The Residential Tenancies Board (RTB), the name of the Irish agency established to resolve disputes between tenants and landlords, was applied to by the landlord in this case. When it came to adjudication – a process which took some six to seven months, with unpaid rent of €3,300 racking-up each month – thankfully the ruling went in favour of the landlord.
That of course is not the end to the sorry tale the landlord had hoped for. The tenants, as is their right, appealed this against the tribunal ruling and the case was then submitted for another tribunal hearing.
So much for the neat solution of having a Housing Court in England: if this case is anything to go by it’s no better than the courts!
But wait, that’s still not the end of it. With the Irish Republic in the EU, legislative matters tend to be quite convoluted and difficult, and under the Human Rights umbrella, the tenant took up a claim for discrimination against the landlord to the Workplace Relations Commission. If the WRC had found in favour of the tenant it would have resulted in a €50,000 fine – but fortunately for this landlord it didn’t.
Now the landlord awaits a tribunal date as he can’t get a court order to evict without going through the tribunal first and he thinks it will cost him “at least €50,000” to put the house right.

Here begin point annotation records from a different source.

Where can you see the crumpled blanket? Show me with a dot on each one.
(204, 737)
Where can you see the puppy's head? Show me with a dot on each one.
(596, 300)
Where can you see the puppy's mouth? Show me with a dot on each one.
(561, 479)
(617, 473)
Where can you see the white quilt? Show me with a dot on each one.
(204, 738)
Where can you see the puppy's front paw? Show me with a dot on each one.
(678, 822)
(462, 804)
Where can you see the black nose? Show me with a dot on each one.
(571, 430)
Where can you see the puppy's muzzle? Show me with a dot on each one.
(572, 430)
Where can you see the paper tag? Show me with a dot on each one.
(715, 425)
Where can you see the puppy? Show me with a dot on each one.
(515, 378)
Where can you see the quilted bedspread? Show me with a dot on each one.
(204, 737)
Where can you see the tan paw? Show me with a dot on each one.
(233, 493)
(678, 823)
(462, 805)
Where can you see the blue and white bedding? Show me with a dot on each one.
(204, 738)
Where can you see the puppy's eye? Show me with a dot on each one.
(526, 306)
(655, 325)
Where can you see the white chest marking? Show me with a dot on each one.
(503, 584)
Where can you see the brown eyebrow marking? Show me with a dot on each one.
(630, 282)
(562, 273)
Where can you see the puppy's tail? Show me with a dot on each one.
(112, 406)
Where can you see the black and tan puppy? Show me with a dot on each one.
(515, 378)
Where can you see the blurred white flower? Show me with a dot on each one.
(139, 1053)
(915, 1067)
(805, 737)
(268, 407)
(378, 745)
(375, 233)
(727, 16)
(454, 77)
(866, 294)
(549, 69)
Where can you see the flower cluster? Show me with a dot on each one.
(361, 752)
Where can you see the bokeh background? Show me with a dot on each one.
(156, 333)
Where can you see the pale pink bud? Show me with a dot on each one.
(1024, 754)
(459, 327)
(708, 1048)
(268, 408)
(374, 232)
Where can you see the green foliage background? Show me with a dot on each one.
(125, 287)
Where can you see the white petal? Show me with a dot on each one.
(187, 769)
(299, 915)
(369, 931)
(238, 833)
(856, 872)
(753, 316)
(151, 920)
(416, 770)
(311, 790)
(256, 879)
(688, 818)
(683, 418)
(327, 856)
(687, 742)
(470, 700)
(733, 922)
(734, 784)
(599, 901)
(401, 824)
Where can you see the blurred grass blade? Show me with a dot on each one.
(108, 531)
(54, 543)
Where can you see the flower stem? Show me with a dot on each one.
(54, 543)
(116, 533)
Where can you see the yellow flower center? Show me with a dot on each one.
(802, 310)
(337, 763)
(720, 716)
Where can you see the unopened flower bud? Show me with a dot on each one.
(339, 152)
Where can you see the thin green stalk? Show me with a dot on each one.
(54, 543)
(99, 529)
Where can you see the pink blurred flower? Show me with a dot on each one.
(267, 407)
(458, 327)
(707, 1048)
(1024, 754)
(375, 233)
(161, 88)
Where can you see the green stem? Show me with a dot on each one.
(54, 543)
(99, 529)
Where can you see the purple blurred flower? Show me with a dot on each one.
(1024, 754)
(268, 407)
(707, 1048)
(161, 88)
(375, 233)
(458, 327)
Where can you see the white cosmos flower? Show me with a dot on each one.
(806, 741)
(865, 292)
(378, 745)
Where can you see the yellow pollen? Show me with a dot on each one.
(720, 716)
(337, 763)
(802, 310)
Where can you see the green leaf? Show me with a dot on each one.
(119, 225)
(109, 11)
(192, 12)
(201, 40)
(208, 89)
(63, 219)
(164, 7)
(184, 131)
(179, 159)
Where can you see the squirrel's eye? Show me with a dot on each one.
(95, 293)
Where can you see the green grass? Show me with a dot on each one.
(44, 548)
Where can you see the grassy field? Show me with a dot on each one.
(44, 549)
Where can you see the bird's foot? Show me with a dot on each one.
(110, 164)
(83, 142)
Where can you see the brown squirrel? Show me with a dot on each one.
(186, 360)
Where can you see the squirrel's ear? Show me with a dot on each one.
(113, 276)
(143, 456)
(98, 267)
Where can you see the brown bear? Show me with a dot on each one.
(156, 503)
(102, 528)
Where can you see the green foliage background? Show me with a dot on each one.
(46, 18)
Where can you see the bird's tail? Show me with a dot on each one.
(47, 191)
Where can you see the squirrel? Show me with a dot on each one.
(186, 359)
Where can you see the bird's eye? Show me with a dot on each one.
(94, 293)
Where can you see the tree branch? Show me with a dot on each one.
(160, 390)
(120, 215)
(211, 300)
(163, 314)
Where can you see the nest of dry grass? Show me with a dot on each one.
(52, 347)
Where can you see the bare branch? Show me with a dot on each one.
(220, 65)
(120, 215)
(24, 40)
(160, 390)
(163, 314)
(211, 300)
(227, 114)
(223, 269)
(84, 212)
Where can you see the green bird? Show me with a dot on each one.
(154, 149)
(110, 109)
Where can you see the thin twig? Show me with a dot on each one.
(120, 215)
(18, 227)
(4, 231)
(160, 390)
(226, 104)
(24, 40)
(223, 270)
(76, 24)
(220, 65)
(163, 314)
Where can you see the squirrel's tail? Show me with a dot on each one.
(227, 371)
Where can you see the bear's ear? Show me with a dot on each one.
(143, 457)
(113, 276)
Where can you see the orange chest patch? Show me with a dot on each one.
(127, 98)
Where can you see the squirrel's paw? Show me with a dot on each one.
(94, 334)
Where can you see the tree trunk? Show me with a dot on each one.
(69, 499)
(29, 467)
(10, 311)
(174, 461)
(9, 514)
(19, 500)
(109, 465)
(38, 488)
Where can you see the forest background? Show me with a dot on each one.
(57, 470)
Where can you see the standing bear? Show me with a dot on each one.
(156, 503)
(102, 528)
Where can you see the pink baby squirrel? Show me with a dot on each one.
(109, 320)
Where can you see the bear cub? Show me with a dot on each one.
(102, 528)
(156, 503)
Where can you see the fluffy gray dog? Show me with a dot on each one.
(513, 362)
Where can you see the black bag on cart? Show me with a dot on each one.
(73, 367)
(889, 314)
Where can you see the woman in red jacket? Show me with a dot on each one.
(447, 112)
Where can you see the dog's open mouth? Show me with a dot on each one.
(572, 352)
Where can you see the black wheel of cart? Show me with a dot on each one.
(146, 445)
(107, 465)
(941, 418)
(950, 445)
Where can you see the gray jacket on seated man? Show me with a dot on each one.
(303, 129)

In the meantime, the bank is talking about pursuing him for mortgage arrears and is threatening repossession.
The landlord told the Irish Times:
“I don’t believe they should be able use the system to stay in a property rent free,” adding that even if the RTB rules against the tenant at the tribunal, pursuing the unpaid rent may require going to court to get a judgment against the tenant, and then hiring a private investigator to track them down.”
This tale of woe is being mirrored to varying degrees across the UK due to the coronavirus pandemic, lock-down and the eviction moratorium. Some landlords are suffering unacceptable amounts of loss of which the above case is just one example.
One of yesterday’s stories on LandlordZONE about English landlords seeking help and guidance from the Scottish market, as it has been dealing with tenant friendly legislation for longer, says nothing of how to deal with this kind of unreasonable and the intractable behaviour of rogue tenants. No amount of transparency and good communications on the part of the landlord could solve this one.
It seems so unfair that those unfortunate landlords who come up against this, being stuck with difficult and unreasonable tenants, are being left high and dry, simply because of a blanket band on evictions and a court system that’s simply not working.
The Irish Times was told that this landlord’s experience appears to be far from the exception:
“While in the UK it’s possible to pay an extra 4-4.5 per cent to insure yourself against rent arrears, no such product currently exists in Ireland, which can leave landlords vulnerable.”
“No-one is talking about this – everyone is talking about landlords gouging people,” said a Dublin docklands agent, Owen Reilly, adding that while the market is obviously dysfunctional for tenants, it’s also not working properly for the landlord.
It’s so depressing from a UK landlords’ point of view that a Housing Court or Rent Tribunal as it operates in Ireland, with some claiming an average of 12 weeks waits before a hearing, is not the magic solution it promised to be, and there are calls there for it to be scrapped.